ISO/IEC JTC1/SC38 is actively working on a standard (to be called ISO/IEC 19086-1) for “Cloud computing – Service Level Agreement (SLA) framework and terminology – Part 1: Overview and concepts”. This document is restricted to committee members while it is going through the development and balloting process. Other parts of the standard will address such things as metrics.
This ISO standard takes an interesting approach that has been designed for wide applicability without restricting the format, structure or contents that a service provider may choose to include. An SLA consists of a set of “components” that may be grouped into “content areas.” Components are essentially sections of an SLA document that cover specific topics including what services are covered, the division of responsibilities, applicable definitions, the specific service objectives, etc. Each component includes a description, a relevance statement, service level objectives (SLOs) – quantitatively measurable characteristics – and service qualitative objectives (SQOs) – qualitative objective statements.
Other topics covered by the standard will include:
- Relationships between a master service agreement and one or more SLAs;
- Cloud SLA management best practices;
- Common definitions; and
- An initial set of content areas.
It is expected that this ISO standard will be finalized in 2016.
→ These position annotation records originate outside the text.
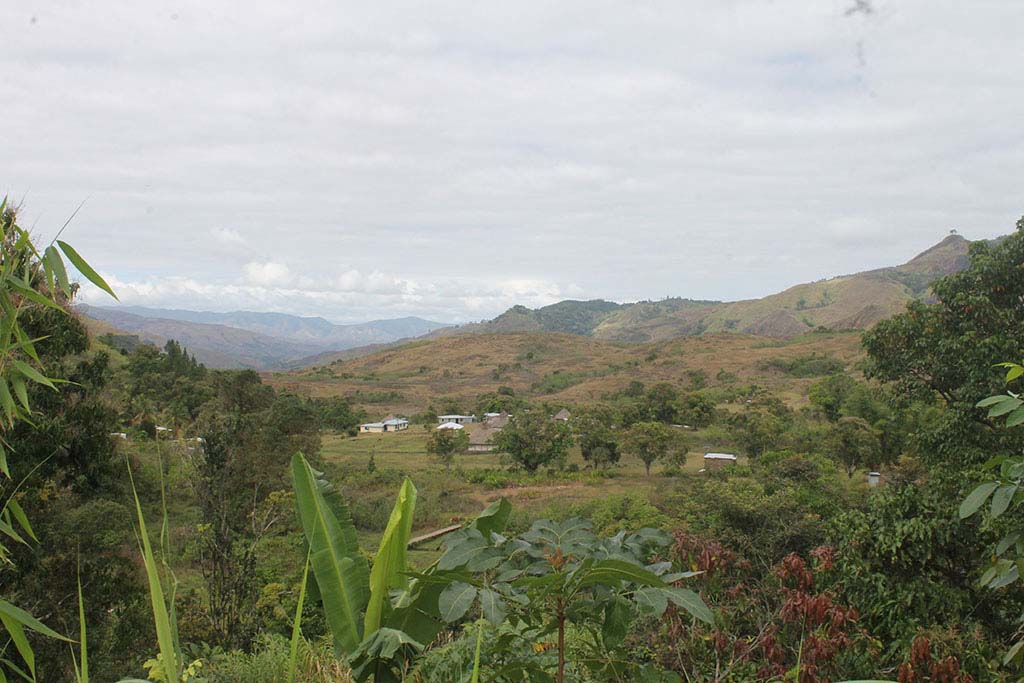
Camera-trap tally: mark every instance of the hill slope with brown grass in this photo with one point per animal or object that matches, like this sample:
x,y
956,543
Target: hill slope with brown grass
x,y
558,368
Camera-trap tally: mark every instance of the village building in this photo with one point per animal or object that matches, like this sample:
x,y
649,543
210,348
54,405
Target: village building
x,y
496,420
389,424
481,439
458,419
718,461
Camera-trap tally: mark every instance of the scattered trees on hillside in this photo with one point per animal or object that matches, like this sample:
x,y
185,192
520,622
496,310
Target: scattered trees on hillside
x,y
531,438
648,441
948,350
444,443
854,443
595,430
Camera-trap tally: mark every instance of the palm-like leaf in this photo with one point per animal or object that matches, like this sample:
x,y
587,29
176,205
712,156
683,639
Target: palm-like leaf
x,y
389,565
341,571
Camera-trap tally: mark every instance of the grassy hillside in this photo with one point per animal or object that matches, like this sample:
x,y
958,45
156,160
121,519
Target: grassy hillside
x,y
847,302
557,368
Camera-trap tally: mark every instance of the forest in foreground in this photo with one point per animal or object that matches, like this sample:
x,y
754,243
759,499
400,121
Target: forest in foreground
x,y
165,521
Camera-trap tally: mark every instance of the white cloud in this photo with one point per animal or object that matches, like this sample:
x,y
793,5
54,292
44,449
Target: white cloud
x,y
267,273
380,158
227,236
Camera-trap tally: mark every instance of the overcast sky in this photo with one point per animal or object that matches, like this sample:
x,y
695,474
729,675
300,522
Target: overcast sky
x,y
450,160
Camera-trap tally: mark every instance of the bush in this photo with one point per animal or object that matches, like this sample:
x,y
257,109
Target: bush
x,y
269,663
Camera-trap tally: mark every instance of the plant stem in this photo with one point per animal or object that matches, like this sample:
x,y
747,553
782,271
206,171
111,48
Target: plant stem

Five things to watch out for
It is not hard to run into significant complexities when working with cloud SLAs. Here are five areas to watch out for:
- Allocation of responsibilities – this can get quite complex in a hybrid cloud scenario, for example, when services have split responsibilities; also, the terms can change whenever private clouds are being employed;
- Sub-ordinate providers and multi-cloud solutions – some cloud providers subcontract functions (such as the infrastructure) to other cloud service providers; and, in cases such as Disaster Recovery there may need to be specialized cloud service providers;
- Business-oriented objectives and metrics – relevant and useful business-focussed metrics and measurements are important to every SLA, especially when they are tied to financial remedies or contract termination clauses;
- Completeness of objectives – the SLA should include all of the required descriptive material and service level objectives needed for proper governance – such as performance (e.g., availability, capacity), security (e.g. access control, incident monitoring, auditing and compliance), data management (e.g., backup, classification, portability), and personal data protection (e.g., Retention and Disclosure, Location, Openness); and
- Monitoring tools – the tools and techniques for obtaining and analyzing SLA measurements must be spelled out clearly, including who does the calculations, who initiates the resolution process and how the results are validated.
Changes over time
Just as a final thought, it needs to be understood that SLAs will evolve over time, along with the provider and its services. An SLA should not be a static document that sits on the shelf of the contact manager!
In fact, in the future, it is expected that many of the SLA terms will be part of a management system that generates the measures and performance indicators automatically.
These are my thoughts, what do you think?